Dealing briefly with the Cabinet reshuffle, Mr Ahern made clear that the ambitions of all cannot be satisfied. "Eighty TDs into 28 jobs, between seniors and juniors, will not go," he was quoted as saying.
Despite the proximity of the reshuffle, the atmosphere at the meeting was extremely positive, though a few TDs complained that "little would change" in its aftermath.
Pointing to the lessons offered by the local elections, the Minister for Education, Mr Dempsey, acknowledged that "there is a perception that Fianna Fáil has moved away from its roots".
Rejecting that belief, he went on: "In politics, however, you have to deal with both the perceptions and the reality.

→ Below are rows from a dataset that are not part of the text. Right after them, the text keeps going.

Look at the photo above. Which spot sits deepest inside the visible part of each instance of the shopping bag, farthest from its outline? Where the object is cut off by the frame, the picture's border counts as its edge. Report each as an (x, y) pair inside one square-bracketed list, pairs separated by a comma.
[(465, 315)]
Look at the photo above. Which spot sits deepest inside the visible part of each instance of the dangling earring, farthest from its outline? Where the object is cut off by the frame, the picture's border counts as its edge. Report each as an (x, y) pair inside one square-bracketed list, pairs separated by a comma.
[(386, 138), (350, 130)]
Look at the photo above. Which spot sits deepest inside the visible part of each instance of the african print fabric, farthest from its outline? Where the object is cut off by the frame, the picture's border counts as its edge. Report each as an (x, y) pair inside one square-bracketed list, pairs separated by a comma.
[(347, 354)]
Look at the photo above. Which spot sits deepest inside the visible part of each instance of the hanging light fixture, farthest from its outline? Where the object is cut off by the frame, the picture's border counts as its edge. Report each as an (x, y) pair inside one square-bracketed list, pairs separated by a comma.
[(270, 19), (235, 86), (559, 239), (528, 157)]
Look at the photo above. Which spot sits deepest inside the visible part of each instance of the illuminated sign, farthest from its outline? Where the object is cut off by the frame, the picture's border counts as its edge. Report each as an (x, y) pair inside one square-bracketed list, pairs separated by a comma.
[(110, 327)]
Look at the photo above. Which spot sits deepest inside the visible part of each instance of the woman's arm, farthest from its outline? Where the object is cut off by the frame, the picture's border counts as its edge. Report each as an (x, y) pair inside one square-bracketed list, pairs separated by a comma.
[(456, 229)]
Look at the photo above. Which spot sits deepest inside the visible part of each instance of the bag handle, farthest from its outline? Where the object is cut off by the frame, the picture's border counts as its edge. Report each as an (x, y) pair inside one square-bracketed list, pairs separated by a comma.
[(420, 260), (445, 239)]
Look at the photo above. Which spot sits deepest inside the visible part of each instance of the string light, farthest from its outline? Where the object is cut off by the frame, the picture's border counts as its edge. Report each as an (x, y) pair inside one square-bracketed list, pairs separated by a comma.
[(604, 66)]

We have to get people to see the connection between what we have done on the economy and social services."
Questioned later about the PDs' warnings on the Government's future spending, the Taoiseach made clear that resources would be targeted rather than spread piecemeal.
Effectively ruling out a repeat of the spending increases that marked the run-up to the 2002 general election, he said the Government's economic management would not go "off course". Government spending, he said, would stay inside the 7 per cent increase planned last December.
"We can do that because we have brought spending up to a high base."
The pre-2002 spending increases were funded by tax growth, he said. "We were not borrowing anything. Not alone that, we had surpluses, low interest rates and absolute stability in the economy."
If followed through in the budget negotiations to come, his remarks will help to soothe Progressive Democrat fears that Government spending rules will be significantly relaxed.
However, he kept some room for manoeuvre by saying: "The Programme for Government is the template that we work from. Of course, circumstances sometimes change.
"Issues arise that you have to alter some of the broad brush things that we stated. But fundamentally there is no change in the Programme for Government."
Rejecting labels that the Government is right-wing, he said it would be "extraordinary to suggest that I am a right-wing capitalist, when I was told before that I was a dangerous leftie".
Economic growth produced higher tax revenues that could then be used for extra social spending. "Other parties want to do that the other way around and they have bankrupted the country in the past when they tried. Primarily, we have people in society that need help, the old, the disabled, people who are marginalised. When we have spare resources we like to target those in a meaningful way, in an efficient way.
"Our management of the economy is giving us opportunities, but we are not going to do anything that knocks us off course," said Mr Ahern.